High Voltage's Conduit series landed on Wii and mobile. Now the team is attempting a shooter in VR

Matt Leone has written about games for three decades, focusing on behind-the-scenes coverage of the industry, including books on Final Fantasy 7 and Street Fighter 2.

Like a benchmark, any time a new platform comes along, people try to make first-person shooters for it. Sometimes it works; sometimes it doesn't. It happened on Wii and mobile, and now it's happening in VR.

Developer High Voltage Software has been through each of those phases, developing the Conduit series on Wii and later overseeing a mobile port. Now it's developing Damaged Core, a first-person shooter for the Oculus Rift.

While in many ways shooters seem like a natural fit for VR, with the player looking through the eyes of the main character, they don't always work as well as they seem because the amount of movement often makes players feel uncomfortable. High Voltage's solution was to take out the movement.

In Damaged Core, you can't walk or run. Instead, you teleport between stationary enemies (or orbs floating in the sky if you need a bird's eye view). You play an AI and the enemies are robots, so you jump into a robot body, shoot the enemies in your view, then hop out before all the nearby robots turn on you. You can teleport into most enemies you can see, though in some cases they might not be immediately available and have a shield you have to shoot off first, for instance.

Damaged Core

In practice, movement feels great. It's easy to target an enemy and "inhabit" them, and the strategy seems to be more about choosing where to teleport than having perfect aim. When I played it at a recent press event, the most exciting moments came not from killing enemies, but from abandoning bodies at the last possible second. It's like a game of hot potato, using up what you can from one robot then finding another to keep the streak going.

In the level I tried, it seemed like many of the enemies stood still to accommodate this design, giving off a bit of a shooting gallery feel. High Voltage chief creative officer Eric Nofsinger says the team showed the level I played to show how the mechanics work, and that other levels will have more enemies that rush you like you might expect from a traditional shooter.

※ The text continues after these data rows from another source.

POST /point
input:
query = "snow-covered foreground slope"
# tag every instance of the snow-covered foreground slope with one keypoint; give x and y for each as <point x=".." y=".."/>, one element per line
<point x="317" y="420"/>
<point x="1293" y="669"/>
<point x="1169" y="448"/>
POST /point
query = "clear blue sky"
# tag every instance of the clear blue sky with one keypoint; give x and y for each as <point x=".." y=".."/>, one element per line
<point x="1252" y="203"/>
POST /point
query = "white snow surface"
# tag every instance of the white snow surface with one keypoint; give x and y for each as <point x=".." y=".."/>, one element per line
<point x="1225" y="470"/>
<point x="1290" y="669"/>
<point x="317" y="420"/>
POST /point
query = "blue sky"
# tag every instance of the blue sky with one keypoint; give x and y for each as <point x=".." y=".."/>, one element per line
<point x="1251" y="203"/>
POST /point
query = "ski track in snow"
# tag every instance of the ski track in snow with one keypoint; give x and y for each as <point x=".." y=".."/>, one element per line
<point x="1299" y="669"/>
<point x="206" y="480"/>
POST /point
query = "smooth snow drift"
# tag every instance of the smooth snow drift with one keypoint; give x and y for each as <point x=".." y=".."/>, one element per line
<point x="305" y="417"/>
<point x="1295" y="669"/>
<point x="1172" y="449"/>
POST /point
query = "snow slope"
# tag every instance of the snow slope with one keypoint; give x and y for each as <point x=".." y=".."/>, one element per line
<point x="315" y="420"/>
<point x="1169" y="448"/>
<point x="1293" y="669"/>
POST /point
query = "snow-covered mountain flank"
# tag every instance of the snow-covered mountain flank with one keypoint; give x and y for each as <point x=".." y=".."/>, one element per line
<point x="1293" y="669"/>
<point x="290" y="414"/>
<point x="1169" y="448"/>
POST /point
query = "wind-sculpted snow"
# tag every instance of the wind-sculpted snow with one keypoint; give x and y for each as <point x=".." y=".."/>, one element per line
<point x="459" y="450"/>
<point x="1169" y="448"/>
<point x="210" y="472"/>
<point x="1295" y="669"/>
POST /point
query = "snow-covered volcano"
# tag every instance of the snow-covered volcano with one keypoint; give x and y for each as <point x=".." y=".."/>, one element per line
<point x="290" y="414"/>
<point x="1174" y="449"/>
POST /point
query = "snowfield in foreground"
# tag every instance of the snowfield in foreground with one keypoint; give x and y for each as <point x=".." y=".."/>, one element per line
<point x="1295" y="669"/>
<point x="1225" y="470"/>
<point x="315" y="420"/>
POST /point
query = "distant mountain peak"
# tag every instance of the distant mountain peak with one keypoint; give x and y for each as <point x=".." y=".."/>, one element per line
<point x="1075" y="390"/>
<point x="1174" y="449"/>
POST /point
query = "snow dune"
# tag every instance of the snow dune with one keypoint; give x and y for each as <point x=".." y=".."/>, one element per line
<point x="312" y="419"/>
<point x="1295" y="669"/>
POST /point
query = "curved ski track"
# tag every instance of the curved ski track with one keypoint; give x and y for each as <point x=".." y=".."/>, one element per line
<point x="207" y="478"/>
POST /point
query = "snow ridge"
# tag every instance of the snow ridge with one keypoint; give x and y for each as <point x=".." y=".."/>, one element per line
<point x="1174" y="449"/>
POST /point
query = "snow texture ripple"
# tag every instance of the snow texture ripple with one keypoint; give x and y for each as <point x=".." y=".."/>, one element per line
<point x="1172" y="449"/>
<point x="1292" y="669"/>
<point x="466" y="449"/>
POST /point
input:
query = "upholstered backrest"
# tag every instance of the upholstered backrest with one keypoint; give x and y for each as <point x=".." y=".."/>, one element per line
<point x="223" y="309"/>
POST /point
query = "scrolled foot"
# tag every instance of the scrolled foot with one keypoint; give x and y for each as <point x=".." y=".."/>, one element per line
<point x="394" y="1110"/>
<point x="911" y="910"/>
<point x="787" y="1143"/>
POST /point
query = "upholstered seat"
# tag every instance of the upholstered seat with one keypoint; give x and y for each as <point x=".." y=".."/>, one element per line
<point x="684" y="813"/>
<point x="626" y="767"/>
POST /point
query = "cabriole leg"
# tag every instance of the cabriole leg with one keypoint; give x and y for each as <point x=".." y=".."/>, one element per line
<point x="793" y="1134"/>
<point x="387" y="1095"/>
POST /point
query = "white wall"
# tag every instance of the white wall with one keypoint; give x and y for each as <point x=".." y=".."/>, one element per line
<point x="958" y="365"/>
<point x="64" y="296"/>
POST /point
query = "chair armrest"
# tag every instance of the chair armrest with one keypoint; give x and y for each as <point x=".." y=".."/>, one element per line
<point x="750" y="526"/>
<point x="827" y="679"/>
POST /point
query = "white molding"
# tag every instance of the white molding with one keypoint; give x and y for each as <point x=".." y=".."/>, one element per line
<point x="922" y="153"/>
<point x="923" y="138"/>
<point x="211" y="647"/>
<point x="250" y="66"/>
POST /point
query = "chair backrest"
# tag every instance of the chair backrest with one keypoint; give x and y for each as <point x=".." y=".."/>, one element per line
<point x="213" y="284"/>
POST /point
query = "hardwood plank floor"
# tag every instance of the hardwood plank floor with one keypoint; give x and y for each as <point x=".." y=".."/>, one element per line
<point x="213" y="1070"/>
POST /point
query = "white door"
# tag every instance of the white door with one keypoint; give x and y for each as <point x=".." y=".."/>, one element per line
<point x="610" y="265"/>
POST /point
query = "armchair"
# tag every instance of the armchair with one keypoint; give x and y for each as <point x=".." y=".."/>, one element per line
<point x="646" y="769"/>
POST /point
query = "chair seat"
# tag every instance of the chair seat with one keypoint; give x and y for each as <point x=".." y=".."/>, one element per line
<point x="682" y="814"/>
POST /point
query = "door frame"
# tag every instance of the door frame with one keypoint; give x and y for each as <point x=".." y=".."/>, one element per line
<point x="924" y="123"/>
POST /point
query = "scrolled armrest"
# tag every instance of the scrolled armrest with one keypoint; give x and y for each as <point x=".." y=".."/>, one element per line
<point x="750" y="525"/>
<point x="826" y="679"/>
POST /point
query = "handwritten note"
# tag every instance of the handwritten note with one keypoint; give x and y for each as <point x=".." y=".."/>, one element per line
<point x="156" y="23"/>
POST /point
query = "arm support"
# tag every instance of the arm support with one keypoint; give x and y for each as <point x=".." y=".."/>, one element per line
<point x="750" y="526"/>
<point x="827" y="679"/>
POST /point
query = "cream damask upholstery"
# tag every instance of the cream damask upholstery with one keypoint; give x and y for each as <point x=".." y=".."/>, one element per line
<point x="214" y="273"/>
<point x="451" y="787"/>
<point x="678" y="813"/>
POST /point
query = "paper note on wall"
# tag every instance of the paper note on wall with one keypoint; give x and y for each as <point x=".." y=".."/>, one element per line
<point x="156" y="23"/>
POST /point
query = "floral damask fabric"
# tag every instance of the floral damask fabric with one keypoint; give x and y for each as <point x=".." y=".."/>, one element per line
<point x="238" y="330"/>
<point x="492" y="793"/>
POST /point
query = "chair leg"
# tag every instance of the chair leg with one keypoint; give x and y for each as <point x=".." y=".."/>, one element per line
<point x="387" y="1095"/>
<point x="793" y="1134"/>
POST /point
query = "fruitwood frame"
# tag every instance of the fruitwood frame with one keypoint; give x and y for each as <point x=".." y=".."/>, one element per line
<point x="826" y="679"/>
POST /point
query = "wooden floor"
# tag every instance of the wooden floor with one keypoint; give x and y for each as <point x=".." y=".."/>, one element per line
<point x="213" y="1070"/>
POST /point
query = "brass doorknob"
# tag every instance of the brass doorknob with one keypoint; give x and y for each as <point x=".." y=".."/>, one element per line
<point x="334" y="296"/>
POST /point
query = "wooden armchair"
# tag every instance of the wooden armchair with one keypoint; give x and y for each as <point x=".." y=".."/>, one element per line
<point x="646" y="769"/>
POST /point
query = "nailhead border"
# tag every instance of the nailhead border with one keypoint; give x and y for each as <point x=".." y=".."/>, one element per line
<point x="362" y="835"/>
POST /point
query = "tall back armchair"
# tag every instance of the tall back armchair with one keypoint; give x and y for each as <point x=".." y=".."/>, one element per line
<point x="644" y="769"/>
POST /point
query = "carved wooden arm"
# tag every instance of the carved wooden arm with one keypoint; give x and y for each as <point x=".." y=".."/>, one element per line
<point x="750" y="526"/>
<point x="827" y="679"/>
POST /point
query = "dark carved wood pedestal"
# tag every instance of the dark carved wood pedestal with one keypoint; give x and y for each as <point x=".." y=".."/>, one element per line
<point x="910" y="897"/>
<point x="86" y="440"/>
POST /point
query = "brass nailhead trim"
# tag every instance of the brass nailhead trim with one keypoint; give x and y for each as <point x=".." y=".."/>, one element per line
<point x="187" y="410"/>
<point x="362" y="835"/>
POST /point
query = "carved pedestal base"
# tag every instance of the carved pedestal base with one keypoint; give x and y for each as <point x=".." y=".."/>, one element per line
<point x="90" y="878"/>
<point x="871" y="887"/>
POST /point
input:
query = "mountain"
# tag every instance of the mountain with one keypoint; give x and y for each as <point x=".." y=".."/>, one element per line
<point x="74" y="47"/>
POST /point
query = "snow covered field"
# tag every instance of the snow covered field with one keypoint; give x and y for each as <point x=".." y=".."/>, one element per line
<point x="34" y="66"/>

"On that level, I'd say because of the space it is — the open, almost arena-style play space of that level, which is one of our smallest levels — they tend to give you a little bit more room and not get up on you," says Nofsinger.

Because of that open space, where enemies spawn all over and sometimes behind you, I also turned around a lot while playing. The developers seemingly anticipated this, since at the press event one booth attendee's job was to stand next to the player and hold the cord that sticks out of the headset, moving it as players turned so no one got tangled in the cord.

Damaged Core

Producer Doug Seebach says he hasn't seen many issues with players getting tangled in the cord, and that players who get to understand the game's flow often look 90 degrees to their right or left, and then return their view to the center where they began, and repeat that sequence. Nofsinger adds that in the development team's office, many choose to play sitting down in a swivel chair rather than standing up like at the press event.

As a base concept, though, Damaged Core is already a lot of fun. The rhythm of hopping between characters came because of VR limitations, but feels like something that would be fun in any format.

And as the game plays out, Nofsinger says the team has plenty of other twists on the formula in the works — like a Valkyrie enemy that you inhabit then aim its missiles by tilting your head, and different generations of enemies that you can't inhabit until you upgrade to a certain level. The game will also have bosses, many of which you can't inhabit, and a story worked on by BioShock Infinite and Saints Row writer Drew Holmes.

High Voltage doesn't have any multiplayer plans, and is currently preparing for a spring 2016 launch.